O mundo teria que reduzir suas emissões de carbono em pelo menos 49% dos níveis de 2017 até 2030 e, em seguida, atingir a neutralidade de carbono até 2050 para cumprir essa meta, de acordo com o último relatório do IPCC. O mundo está a caminho de cerca de 3 graus de aquecimento até o final do século, se não houver grandes reduções nas emissões de gases de efeito estufa. Pode ultrapassar 1,5 ° C em algum momento entre 2030 e 2052 se o aquecimento global continuar no seu ritmo atual.
Os cientistas têm “alta confiança” de que 1,5 ° C de aquecimento resultaria em um número maior de ondas de calor severas em terra, especialmente nos trópicos, diz o relatório, com forte impactos na economia e modo de vida. O risco de um clima tão severo seria ainda maior em um mundo de 2 ° C. Dois graus de aquecimento podem destruir ecossistemas em cerca de 13% da área terrestre do mundo, aumentando o risco de extinção de muitos insetos, plantas e animais.

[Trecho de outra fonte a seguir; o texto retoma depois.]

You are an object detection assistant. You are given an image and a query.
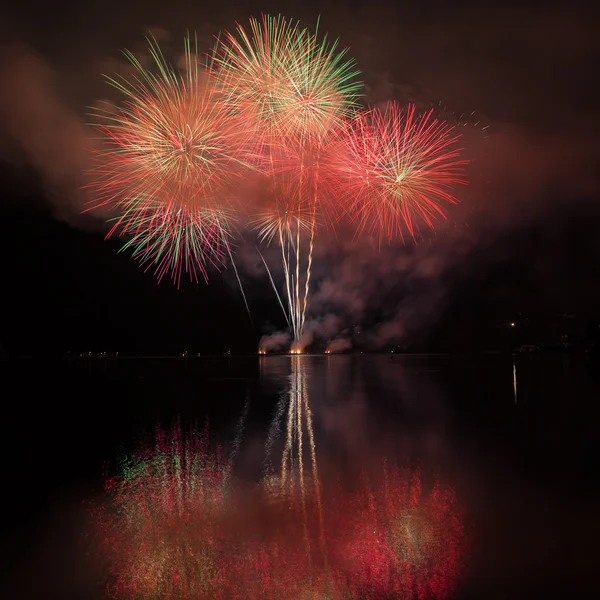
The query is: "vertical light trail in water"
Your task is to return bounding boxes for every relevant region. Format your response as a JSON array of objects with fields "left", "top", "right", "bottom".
[
  {"left": 224, "top": 392, "right": 250, "bottom": 483},
  {"left": 513, "top": 354, "right": 517, "bottom": 404},
  {"left": 274, "top": 356, "right": 327, "bottom": 566}
]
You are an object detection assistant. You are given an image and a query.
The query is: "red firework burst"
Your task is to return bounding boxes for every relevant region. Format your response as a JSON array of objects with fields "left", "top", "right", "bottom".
[
  {"left": 331, "top": 102, "right": 467, "bottom": 240},
  {"left": 88, "top": 39, "right": 252, "bottom": 219}
]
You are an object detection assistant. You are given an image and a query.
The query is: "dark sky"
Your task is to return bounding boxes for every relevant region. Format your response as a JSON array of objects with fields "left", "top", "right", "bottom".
[{"left": 0, "top": 0, "right": 600, "bottom": 352}]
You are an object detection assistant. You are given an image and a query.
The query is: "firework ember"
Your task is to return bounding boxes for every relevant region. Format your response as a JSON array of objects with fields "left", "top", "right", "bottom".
[{"left": 336, "top": 102, "right": 466, "bottom": 240}]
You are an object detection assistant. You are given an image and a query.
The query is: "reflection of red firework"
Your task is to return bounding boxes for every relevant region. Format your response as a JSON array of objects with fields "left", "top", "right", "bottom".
[
  {"left": 89, "top": 427, "right": 463, "bottom": 600},
  {"left": 338, "top": 471, "right": 463, "bottom": 599},
  {"left": 95, "top": 428, "right": 226, "bottom": 599}
]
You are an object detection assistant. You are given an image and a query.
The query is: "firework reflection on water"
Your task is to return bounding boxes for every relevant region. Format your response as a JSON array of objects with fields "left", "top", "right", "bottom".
[{"left": 88, "top": 356, "right": 463, "bottom": 600}]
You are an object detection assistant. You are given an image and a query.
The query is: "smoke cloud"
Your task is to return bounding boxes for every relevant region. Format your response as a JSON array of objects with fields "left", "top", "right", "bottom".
[{"left": 0, "top": 46, "right": 92, "bottom": 224}]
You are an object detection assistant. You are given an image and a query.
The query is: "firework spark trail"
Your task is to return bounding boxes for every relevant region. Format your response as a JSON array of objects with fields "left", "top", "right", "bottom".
[{"left": 209, "top": 16, "right": 361, "bottom": 346}]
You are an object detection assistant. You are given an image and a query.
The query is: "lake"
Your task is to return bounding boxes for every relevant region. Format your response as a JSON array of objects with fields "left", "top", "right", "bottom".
[{"left": 3, "top": 354, "right": 600, "bottom": 600}]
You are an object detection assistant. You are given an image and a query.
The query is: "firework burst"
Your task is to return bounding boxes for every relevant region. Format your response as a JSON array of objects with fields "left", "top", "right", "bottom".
[
  {"left": 332, "top": 102, "right": 466, "bottom": 240},
  {"left": 211, "top": 15, "right": 361, "bottom": 144},
  {"left": 109, "top": 206, "right": 232, "bottom": 284},
  {"left": 86, "top": 38, "right": 248, "bottom": 281}
]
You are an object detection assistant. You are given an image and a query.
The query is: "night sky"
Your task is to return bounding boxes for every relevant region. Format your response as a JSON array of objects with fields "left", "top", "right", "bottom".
[{"left": 0, "top": 0, "right": 600, "bottom": 355}]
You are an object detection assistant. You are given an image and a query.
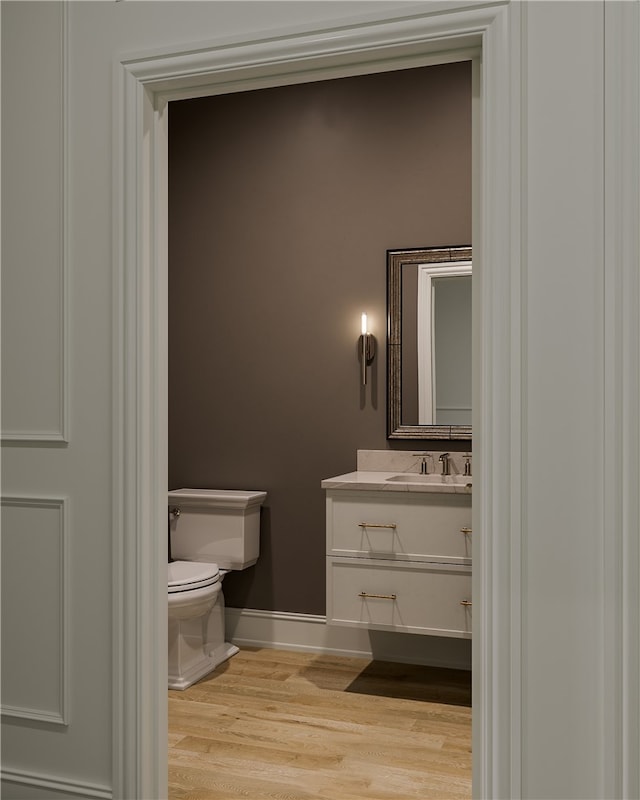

Sem uma ação agressiva, o mundo poderia se tornar um lugar quase impossível para a maioria das pessoas viver. Manter o aquecimento em 1,5 ° C reduziria esse risco pela metade. Mas, dado que os atuais compromissos nacionais sobre as emissões de gases de efeito estufa ficam bem aquém das metas estabelecidas no Acordo de Paris sobre o clima, muitos cientistas argumentaram que ficar abaixo da meta de 2 ° C é virtualmente impossível.
Enquanto isso, novas tecnologias já estão sendo pesquisadas, como produção de aço zero carbono, ou o hidrogênio renovável como combustível. Em cerca de 10 anos, no máximo, a grande maioria dos carros serão elétricos. Calcula-se que em 50 anos, aproximadamente, a dependência dos combustíveis fósseis será reduzida substancialmente. Não se trata apenas de transição ecológica, no sentido de superar o combustível fóssil em favor das energias renováveis. Ocorrerão grandes mudanças não apenas tecnológicas, mas também importantes mudanças culturais de comportamento, no consumo e no estilo de vida.
Já iniciamos esse grande processo histórico de transformação ecológica. É o único caminho possível para garantir a sobrevivência da humanidade no planeta. O instrumento necessário para dar os próximos passos em direção a essa transformação ecológica é resgatar o papel do Estado na implementação de uma política de desenvolvimento sustentável baseada nos princípios de uma economia verde, de um New Deal Verde. Trata-se de uma questão de decisão política em que está em jogo o destino da humanidade.
Liszt Vieira é professor universitário, sociólogo, e político brasileiro ligado ao movimento ambientalista. É formado em direito e estudante de ciências sociais, quando da edição do Ato Institucional Número Cinco (AI-5), em dezembro de 1968.